For the Poisson line process, I highly recommend Section 7.2 in the monograph Poisson Processes by Kingman. Also see Example 8.2 in the standard textbook Stochastic Geometry and its Applications by Chiu, Stoyan, Kendall and Mecke. The Poisson line process book also appears in Exercise 5.2 in the book *Stochastic Simulation – Algorithms and Analysis *by Asmussen and Glynn.

For online resources, this set of lectures by Christian Lantuéjoul

covers the Poisson line process. Wilfrid Kendall covers the Poisson line process in this talk in relation to so-called Poisson cities.
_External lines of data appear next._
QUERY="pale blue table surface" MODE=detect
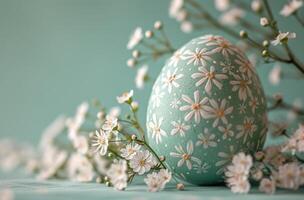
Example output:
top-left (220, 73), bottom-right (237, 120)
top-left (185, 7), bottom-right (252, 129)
top-left (0, 173), bottom-right (304, 200)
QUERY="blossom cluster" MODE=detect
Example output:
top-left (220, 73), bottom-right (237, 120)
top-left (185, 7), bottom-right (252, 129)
top-left (0, 0), bottom-right (304, 194)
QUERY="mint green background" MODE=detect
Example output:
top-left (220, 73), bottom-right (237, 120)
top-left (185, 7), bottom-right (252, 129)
top-left (0, 0), bottom-right (304, 199)
top-left (0, 0), bottom-right (304, 142)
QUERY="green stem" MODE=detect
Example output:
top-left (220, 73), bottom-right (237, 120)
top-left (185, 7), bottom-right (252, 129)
top-left (136, 140), bottom-right (167, 169)
top-left (293, 12), bottom-right (304, 27)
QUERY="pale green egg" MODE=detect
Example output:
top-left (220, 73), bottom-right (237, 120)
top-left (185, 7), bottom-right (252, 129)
top-left (147, 35), bottom-right (267, 185)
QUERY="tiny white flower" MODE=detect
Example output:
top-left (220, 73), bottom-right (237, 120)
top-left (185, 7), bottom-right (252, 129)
top-left (162, 68), bottom-right (184, 94)
top-left (149, 114), bottom-right (167, 144)
top-left (120, 143), bottom-right (140, 160)
top-left (280, 0), bottom-right (303, 17)
top-left (107, 160), bottom-right (128, 190)
top-left (73, 135), bottom-right (89, 154)
top-left (117, 90), bottom-right (133, 104)
top-left (205, 99), bottom-right (233, 127)
top-left (102, 115), bottom-right (118, 132)
top-left (127, 27), bottom-right (143, 49)
top-left (130, 150), bottom-right (155, 175)
top-left (259, 178), bottom-right (276, 194)
top-left (170, 140), bottom-right (201, 170)
top-left (271, 32), bottom-right (296, 46)
top-left (180, 90), bottom-right (208, 124)
top-left (268, 65), bottom-right (282, 85)
top-left (109, 106), bottom-right (121, 118)
top-left (220, 8), bottom-right (245, 26)
top-left (191, 66), bottom-right (228, 94)
top-left (171, 120), bottom-right (190, 137)
top-left (144, 172), bottom-right (164, 192)
top-left (196, 128), bottom-right (217, 149)
top-left (92, 129), bottom-right (109, 156)
top-left (151, 86), bottom-right (165, 108)
top-left (135, 65), bottom-right (148, 89)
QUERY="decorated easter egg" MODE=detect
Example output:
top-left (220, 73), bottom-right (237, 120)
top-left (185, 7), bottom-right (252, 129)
top-left (146, 35), bottom-right (267, 185)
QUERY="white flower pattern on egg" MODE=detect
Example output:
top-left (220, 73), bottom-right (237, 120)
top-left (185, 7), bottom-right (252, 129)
top-left (147, 35), bottom-right (267, 185)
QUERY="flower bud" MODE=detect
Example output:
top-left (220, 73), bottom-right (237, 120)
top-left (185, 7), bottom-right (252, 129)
top-left (154, 21), bottom-right (163, 30)
top-left (240, 30), bottom-right (248, 38)
top-left (127, 58), bottom-right (137, 68)
top-left (131, 101), bottom-right (138, 111)
top-left (132, 50), bottom-right (140, 59)
top-left (145, 31), bottom-right (153, 38)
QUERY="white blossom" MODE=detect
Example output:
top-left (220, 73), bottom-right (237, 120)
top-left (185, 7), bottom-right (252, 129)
top-left (169, 0), bottom-right (184, 18)
top-left (135, 65), bottom-right (148, 89)
top-left (130, 150), bottom-right (155, 175)
top-left (225, 152), bottom-right (252, 193)
top-left (149, 114), bottom-right (167, 144)
top-left (120, 143), bottom-right (140, 160)
top-left (107, 160), bottom-right (128, 190)
top-left (73, 135), bottom-right (89, 154)
top-left (280, 0), bottom-right (303, 17)
top-left (92, 129), bottom-right (109, 156)
top-left (268, 65), bottom-right (282, 85)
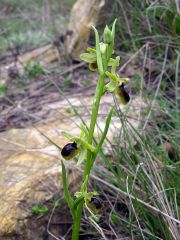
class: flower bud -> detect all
[116,83,130,105]
[87,197,102,214]
[103,25,112,44]
[61,142,78,160]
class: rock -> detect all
[65,0,112,59]
[0,95,142,240]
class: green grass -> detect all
[105,0,180,51]
[0,0,75,54]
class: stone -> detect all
[0,94,143,240]
[65,0,112,59]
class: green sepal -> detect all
[86,47,96,54]
[103,25,112,44]
[104,71,129,92]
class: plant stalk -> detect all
[72,74,105,240]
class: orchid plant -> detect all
[61,20,130,240]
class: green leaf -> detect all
[87,47,96,54]
[77,148,87,166]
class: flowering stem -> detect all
[83,74,105,182]
[72,74,105,240]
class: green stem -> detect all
[72,74,105,240]
[71,201,84,240]
[83,74,105,179]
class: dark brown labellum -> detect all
[117,83,130,105]
[89,62,98,72]
[90,197,102,210]
[61,142,78,160]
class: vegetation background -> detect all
[0,0,180,240]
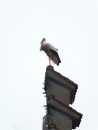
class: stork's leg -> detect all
[49,58,51,65]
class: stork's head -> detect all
[41,38,46,43]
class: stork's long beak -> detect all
[41,38,45,43]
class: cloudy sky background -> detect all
[0,0,98,130]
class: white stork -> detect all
[40,38,61,66]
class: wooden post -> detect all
[43,66,82,130]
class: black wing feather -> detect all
[50,49,61,65]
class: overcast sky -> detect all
[0,0,98,130]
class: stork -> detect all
[40,38,61,66]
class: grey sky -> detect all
[0,0,98,130]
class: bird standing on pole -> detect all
[40,38,61,66]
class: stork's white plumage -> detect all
[40,38,61,65]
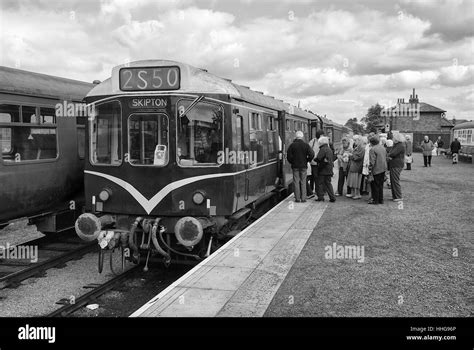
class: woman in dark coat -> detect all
[387,133,405,202]
[316,136,336,202]
[346,135,365,199]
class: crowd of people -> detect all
[287,130,460,204]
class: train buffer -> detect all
[131,195,328,317]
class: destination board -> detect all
[119,66,181,91]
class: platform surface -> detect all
[131,195,332,317]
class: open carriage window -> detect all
[0,104,58,163]
[90,101,122,166]
[176,99,224,166]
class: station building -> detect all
[382,89,454,148]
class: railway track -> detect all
[0,234,97,289]
[46,265,143,317]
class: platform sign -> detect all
[119,66,181,91]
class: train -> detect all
[452,121,474,161]
[0,67,94,233]
[75,60,352,269]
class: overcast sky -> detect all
[0,0,474,123]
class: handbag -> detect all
[367,172,374,183]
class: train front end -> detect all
[76,61,234,270]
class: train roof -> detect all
[453,121,474,130]
[87,60,318,120]
[0,66,94,101]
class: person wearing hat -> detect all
[286,131,314,202]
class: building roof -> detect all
[453,121,474,130]
[0,66,94,101]
[441,117,454,128]
[390,102,446,113]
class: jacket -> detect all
[309,137,319,165]
[369,144,387,175]
[388,142,405,169]
[451,140,461,153]
[349,145,365,174]
[406,141,413,156]
[316,144,334,176]
[337,146,352,172]
[421,140,434,156]
[286,139,314,169]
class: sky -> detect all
[0,0,474,124]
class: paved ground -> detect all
[265,154,474,317]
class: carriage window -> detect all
[176,100,224,166]
[0,105,58,163]
[39,107,56,124]
[90,101,122,165]
[77,126,86,159]
[21,106,39,124]
[0,112,12,154]
[235,115,245,151]
[250,113,262,130]
[128,113,169,166]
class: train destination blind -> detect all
[119,66,181,91]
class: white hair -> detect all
[393,132,405,143]
[318,136,329,145]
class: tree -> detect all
[344,118,364,135]
[362,103,383,133]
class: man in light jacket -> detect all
[286,131,314,202]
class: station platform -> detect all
[131,153,474,317]
[130,194,332,317]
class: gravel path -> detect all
[265,154,474,317]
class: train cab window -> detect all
[128,113,169,166]
[250,113,262,130]
[39,107,56,124]
[176,99,224,166]
[267,116,278,160]
[0,105,58,163]
[90,101,122,166]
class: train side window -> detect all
[235,115,245,151]
[39,107,56,124]
[0,105,58,163]
[176,99,224,166]
[90,101,122,166]
[21,106,39,124]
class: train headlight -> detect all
[174,216,203,247]
[193,191,206,205]
[99,188,112,202]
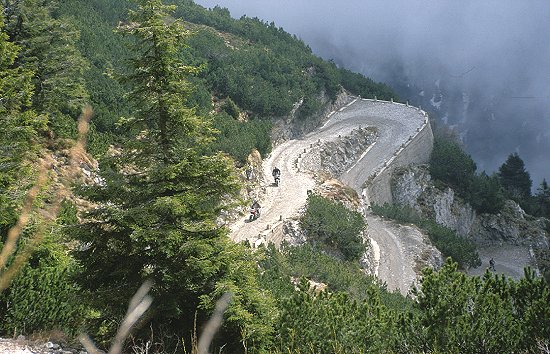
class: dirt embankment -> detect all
[227,99,431,294]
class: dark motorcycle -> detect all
[248,208,260,221]
[273,174,281,187]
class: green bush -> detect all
[212,112,271,163]
[301,194,366,260]
[430,135,505,214]
[0,235,83,335]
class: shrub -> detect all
[301,194,366,260]
[0,235,83,334]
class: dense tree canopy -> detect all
[0,0,550,353]
[498,153,533,199]
[73,0,270,347]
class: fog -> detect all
[196,0,550,189]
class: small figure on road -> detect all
[249,199,261,221]
[244,165,254,180]
[489,258,497,272]
[271,166,281,186]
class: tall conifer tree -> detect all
[74,0,271,348]
[498,153,533,200]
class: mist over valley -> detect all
[196,0,550,189]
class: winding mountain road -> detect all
[230,98,432,294]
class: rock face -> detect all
[302,127,377,178]
[271,90,353,145]
[392,166,548,248]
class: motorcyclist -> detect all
[250,199,261,221]
[251,199,261,210]
[271,166,281,186]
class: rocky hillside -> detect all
[392,166,549,266]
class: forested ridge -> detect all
[0,0,550,353]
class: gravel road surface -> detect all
[230,99,425,294]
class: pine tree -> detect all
[498,153,533,201]
[535,179,550,218]
[73,0,271,350]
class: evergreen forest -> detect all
[0,0,550,353]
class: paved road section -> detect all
[230,99,432,294]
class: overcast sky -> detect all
[195,0,550,187]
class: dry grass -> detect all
[0,106,92,292]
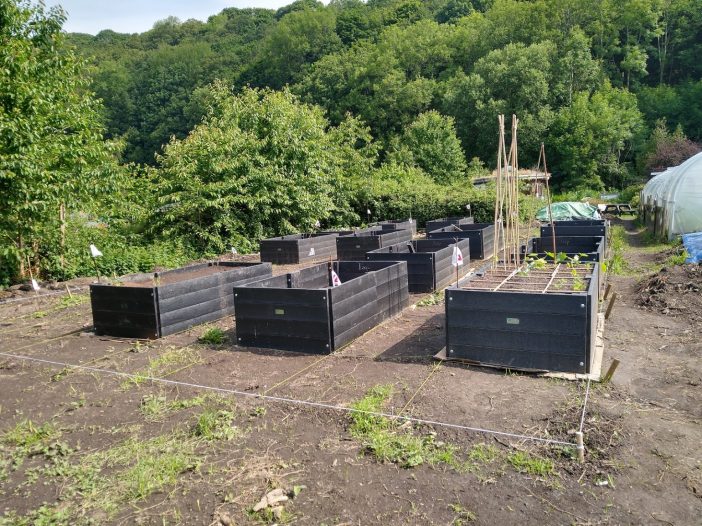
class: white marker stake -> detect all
[90,244,102,283]
[332,270,341,287]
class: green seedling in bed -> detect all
[193,408,242,441]
[507,451,554,477]
[417,290,444,307]
[197,327,227,345]
[122,347,202,389]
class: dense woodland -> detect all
[0,0,702,284]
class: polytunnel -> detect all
[640,152,702,239]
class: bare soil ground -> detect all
[0,218,702,525]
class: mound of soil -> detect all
[636,264,702,322]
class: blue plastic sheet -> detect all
[682,232,702,263]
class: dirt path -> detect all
[0,228,702,525]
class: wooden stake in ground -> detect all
[536,143,556,262]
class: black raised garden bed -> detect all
[259,232,339,265]
[366,239,470,292]
[541,221,607,237]
[336,230,412,261]
[446,264,599,373]
[378,219,417,234]
[234,261,409,354]
[427,223,495,260]
[90,262,271,338]
[526,237,605,263]
[424,216,475,232]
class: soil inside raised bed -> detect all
[120,265,236,288]
[459,263,592,294]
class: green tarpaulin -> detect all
[536,201,600,221]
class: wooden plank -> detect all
[448,345,585,373]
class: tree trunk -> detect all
[17,232,27,279]
[59,203,66,270]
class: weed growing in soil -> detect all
[2,420,58,451]
[0,420,61,480]
[197,327,227,345]
[607,225,629,275]
[417,290,444,307]
[139,394,208,420]
[449,504,478,526]
[507,451,554,477]
[122,347,202,389]
[350,385,459,468]
[193,408,242,441]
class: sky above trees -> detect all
[46,0,289,35]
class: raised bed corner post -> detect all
[452,237,460,288]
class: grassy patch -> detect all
[55,294,90,310]
[2,420,59,449]
[0,420,61,480]
[417,290,444,307]
[122,347,202,389]
[193,408,242,441]
[28,433,201,524]
[197,327,227,345]
[507,451,554,477]
[350,385,459,468]
[663,245,690,267]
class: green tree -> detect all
[0,0,114,280]
[436,0,474,24]
[244,8,342,89]
[153,84,358,253]
[389,110,467,184]
[547,84,642,193]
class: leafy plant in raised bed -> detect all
[197,327,227,345]
[193,408,242,441]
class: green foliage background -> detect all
[0,0,702,284]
Just now, It was the first time for me to know the concept of PLP, then I search the related materials with interest. I find that, professor, you have presented a detailed overview and simulation over PLP. I have learnt your post about PPP last year “Wray says:October 4, 2021 at 10:03”, and received your patient reply. I comment to express my sincere appreciation for your sharing, professor.

Thank you, Wray, for your comment.

Thank you for this helpful post. A quick question: why do we not need to calculate the radial coordinate P as r*sqrt(U) as we do when simulating a Poisson point process on a disc?

Thank you for your comment and question, Joe. If I understand your question correctly, we don’t simulate or sample (you wrote “calculate”) the radial coordinate P as r*sqrt(U). For example, in the MATLAB code:

p=r*rand(numbLines,1); %choose radial component uniformlyAs you can see, there’s no square root there, unlike the disc situation, as you pointed out. And basically the same line of code is used in the Python and R versions.

https://github.com/hpaulkeeler/posts/tree/master/PoissonLine

After radial distance P is sampled (uniformly), Q is then calculated.

I skipped some of the details in this post, because it relied upon the previous post on the Bertrand paradox (where it’s observed that Method 2 gives a uniform line process):

https://hpaulkeeler.com/the-bertrand-paradox/

https://github.com/hpaulkeeler/posts/tree/master/BertrandParadox

Does this clarify things? Or have I misunderstood or missed something?